Property he put up for collateral to his biggest investor (which was in the form of a loan that eventually came due) turned out to be under lien to investors from a previous deal.
In another loan with the same investor properties put up for collateral were sold before the loan came due. He pocketed the money.
In yet another project, he began distributing money to investors immediately and then suddenly stopped. He then sold the business without telling his investors and pocketed the proceeds. When it was discovered, he lied about his reasons for selling it - blaming others for what was clearly his own doing. And even before that business venture closed, he ‘borrowed’ money from it and never paid it back.
This was a sobering lessen for me. While I do realize that people are not always what they seem to be, I never thought I would be so easily fooled by someone that I knew relatively well.
True - he had lived a lifestyle that was consistent with his wealth, but he never seemed to flaunt it or go overboard. There is absolutely nothing wrong with enjoying one’s wealth. And his public persona was exemplary. Truly a role model for us all on how a religious Jew should behave if they are wealthy.
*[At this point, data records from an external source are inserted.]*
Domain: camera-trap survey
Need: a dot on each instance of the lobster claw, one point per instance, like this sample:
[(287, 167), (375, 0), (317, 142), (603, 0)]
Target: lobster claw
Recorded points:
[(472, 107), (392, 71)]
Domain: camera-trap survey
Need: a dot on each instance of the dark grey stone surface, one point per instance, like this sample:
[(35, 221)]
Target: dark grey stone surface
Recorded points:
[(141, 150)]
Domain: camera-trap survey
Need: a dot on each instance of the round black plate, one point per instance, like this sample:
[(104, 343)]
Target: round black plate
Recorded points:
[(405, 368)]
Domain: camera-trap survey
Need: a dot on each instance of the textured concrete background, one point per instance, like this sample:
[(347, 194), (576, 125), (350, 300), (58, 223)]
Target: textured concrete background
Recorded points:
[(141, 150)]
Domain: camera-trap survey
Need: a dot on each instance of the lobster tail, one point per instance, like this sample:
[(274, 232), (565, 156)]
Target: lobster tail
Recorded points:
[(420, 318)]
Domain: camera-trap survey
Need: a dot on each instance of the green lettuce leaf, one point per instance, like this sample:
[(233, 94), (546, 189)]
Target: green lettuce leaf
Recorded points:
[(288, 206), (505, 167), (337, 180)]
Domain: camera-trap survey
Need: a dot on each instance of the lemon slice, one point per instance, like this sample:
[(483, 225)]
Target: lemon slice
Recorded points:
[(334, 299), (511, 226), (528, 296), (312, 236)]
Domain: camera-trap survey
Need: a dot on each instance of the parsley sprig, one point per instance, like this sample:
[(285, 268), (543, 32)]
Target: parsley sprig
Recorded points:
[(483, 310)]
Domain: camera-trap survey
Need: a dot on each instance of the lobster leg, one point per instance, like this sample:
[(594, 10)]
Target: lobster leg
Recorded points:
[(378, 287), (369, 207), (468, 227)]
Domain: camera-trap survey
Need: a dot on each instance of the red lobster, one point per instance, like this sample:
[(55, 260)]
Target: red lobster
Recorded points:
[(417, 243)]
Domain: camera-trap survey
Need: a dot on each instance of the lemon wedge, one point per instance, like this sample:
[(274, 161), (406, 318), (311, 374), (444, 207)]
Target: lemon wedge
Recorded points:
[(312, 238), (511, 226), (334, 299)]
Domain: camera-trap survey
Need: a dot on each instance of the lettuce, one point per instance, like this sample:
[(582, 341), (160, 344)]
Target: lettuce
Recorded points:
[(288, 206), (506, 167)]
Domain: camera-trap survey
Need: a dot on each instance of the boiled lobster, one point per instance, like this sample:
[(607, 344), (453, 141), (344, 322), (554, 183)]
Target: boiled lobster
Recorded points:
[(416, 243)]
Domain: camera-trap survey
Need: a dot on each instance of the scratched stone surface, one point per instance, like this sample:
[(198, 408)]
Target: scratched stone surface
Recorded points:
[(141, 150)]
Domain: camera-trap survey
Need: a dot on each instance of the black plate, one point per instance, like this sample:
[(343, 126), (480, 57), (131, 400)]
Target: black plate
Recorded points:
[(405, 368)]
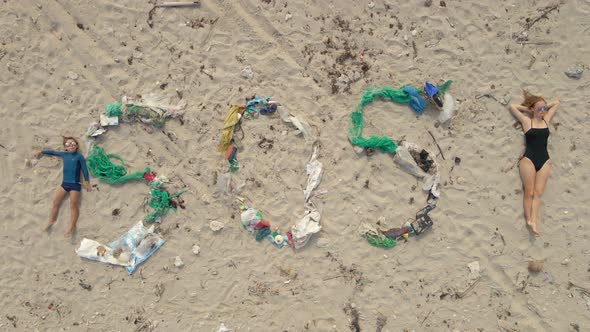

Or so I thought. But when faced with ethical challenges he failed miserably. And kept it hidden.
I don’t know how many people know about this aside from his investors. Which is why I am not revealing any names. I was not going to comment on it at all for fear of somehow revealing his identity to people that might know him. I think (or at least hope) I have succeeded in not providing enough detail to accomplish that. The story has not hit the mainstream media. At least not yet. But people will eventually find out. Besides - the man deserves his day in court. A real court, not the court of public opinion.
Once again, what happened here is a major Chilul HaShem and it needs to be recognized as such - even though it is so hard to believe about this man. And there is a lesson to be learned here as well. An old one: ‘Al Tistakel B’Kankan’ our sages tell us. Never Judge a book by its cover. No matter how glossy it is.